Over the course of about a year training at the Easton Newberry Sports Complex, 13-year-old Hala Skelton progressed from mastering the basics of archery to medaling in a national competition.
At the Easton Junior Olympic Archery Development (JOAD) Nationals competition in July, Skelton won gold for her overall performance.
“It's pretty amazing, I mean, knowing that my hard work finally paid off,” she said. “It was incredible.”
The Newberry center has provided not only a training site but also a support network for her. Everyone, from coaches to other young archers, are always helpful when she has questions about technique.
Archery is a sport anyone can enjoy, young or old, according to Skelton. The hardest part is keeping your focus.
“It's not exactly a physical sport,” she said. “It's more of a mental sport.”
She was one of several young athletes who train at the Newberry-based archery complex that medaled in the national JOAD competition, which was held in Hamilton, Ohio.
Meghan Collins, who is also a 13-year-old High Springs resident like Skelton, won gold for her overall performance as well.
Her father, Pete Collins, said she got involved in archery about a year-and-a-half ago through an afterschool club and has been training at the Newberry complex for most of that time.
Meghan has shot thousands of arrows by this point, and she has her sights set even higher than nationals, he said. She has Olympic aspirations and the work ethic to match. “If it's an A, she's not happy. It's got to be an A-plus,” he said. “But she's like that with just about everything. If it's important, she's going to be passionate about it.”
Robert Turner, the head archery coach at the Easton complex in Newberry, said youths who train there brought home more medals from the national JOAD competition this year than ever before.
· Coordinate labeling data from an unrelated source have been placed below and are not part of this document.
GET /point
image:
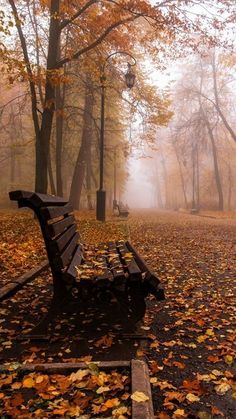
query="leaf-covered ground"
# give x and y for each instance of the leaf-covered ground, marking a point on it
(191, 354)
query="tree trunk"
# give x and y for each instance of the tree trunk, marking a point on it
(60, 99)
(230, 187)
(217, 102)
(80, 166)
(181, 175)
(89, 173)
(43, 137)
(216, 165)
(50, 175)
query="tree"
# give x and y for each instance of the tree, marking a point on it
(95, 22)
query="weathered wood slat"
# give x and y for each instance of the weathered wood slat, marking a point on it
(66, 367)
(116, 267)
(60, 242)
(19, 282)
(76, 261)
(102, 260)
(58, 227)
(49, 213)
(36, 199)
(115, 263)
(132, 267)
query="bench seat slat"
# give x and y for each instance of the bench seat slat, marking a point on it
(67, 254)
(60, 242)
(75, 261)
(58, 227)
(49, 213)
(132, 267)
(115, 263)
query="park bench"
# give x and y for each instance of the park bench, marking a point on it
(112, 271)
Archery is a welcoming sport where age and body type don't matter. “It teaches a lot of great skills around motivation,” he said. “It's a lot of internal struggle.”
Archery has become a shared passion for Joey Todd and his family. Todd is a full-time coach at the Newberry center, and his children Trinity, 11, and Wyatt, 10, as well as his niece Hannah Strope, 13, train there.
All three medaled at Nationals last month, with Trinity earning a silver medal for her overall performance and Wyatt and Hannah making top 10 finishes in their respective divisions, as well as bringing home medals for specific competitions, he said.
He has watched his children grow and make friends as they train at the Newberry center, and has seen many other kids who were bullied in school or didn't do well in team sports blossom after discovering archery.
“This is the real deal, and we're doing this all the time, every week, you know, practicing daily to get better and better and better,” he said. “To be the best in the world.”